NMHC’s market conditions index registered 51 in the third quarter, up from 47 in June. About 18 percent of survey respondents said they expect conditions to improve over the next three months, compared with 16 percent who anticipate a decline and 64 percent who believe conditions will remain stable. In June, just 11 percent forecasted near-term improvement. Looking further out, optimism extends into the six- to 12-month horizon, where 61 percent of respondents said they expect conditions to improve, compared with 11 percent predicting declines.

Construction pricing remained a mixed picture. Of projects put on hold in recent months, 26 percent had to be repriced upward, while 41 percent were repriced downward. The median adjustment was a 3 percent shift, with the average change totaling 5 percent, according to NMHC.

Expectations for construction costs were split. Over the next three months, 48 percent of respondents anticipated stability, while 30 percent expected costs to fall and 23 percent expected them to rise. Sentiment shifted as the time horizon extended, as 49 percent of respondents projected costs would increase in six to 12 months.

Financing conditions showed a gradual improvement in confidence. In the near term, just 11 percent of participants expect equity financing to become more available, while 15 percent predict tighter availability and 70 percent see no change. However, that outlook brightens in the longer term, with 68 percent of respondents anticipating greater availability of equity financing within the next six to 12 months. Debt financing sentiment was stronger, with more than a quarter of respondents expecting improvement in the next three months and 60 percent expecting greater access over the next year.

Labor availability remains a concern. In the next three months, 23 percent of respondents said they expected more workers to become available, while 27 percent projected less availability and nearly half see conditions staying the same. Six to 12 months out, 43 percent expect labor availability to decline. For materials, the short-term outlook was more balanced, with most respondents expecting stable availability or modest improvement, though 27 percent anticipate worsening conditions a year out. About 18 percent of respondents reported recent material delays, while 68 percent said they had not experienced disruptions.

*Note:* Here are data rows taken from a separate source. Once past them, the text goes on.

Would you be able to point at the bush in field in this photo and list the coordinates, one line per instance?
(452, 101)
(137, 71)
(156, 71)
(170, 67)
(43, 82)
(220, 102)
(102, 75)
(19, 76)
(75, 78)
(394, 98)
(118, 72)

Construction delays remain widespread. Forty-six percent of respondents reported project delays this quarter, slightly higher than in June. Of those with disruptions, permitting was cited as the most common source, with three out of four developers identifying it as the key bottleneck. Permit timelines also remain lengthy, as 26 percent of builders reported a three-to-four-month wait, 20 percent cited five-to-six months, while 13 percent said obtaining permits required at least nine months.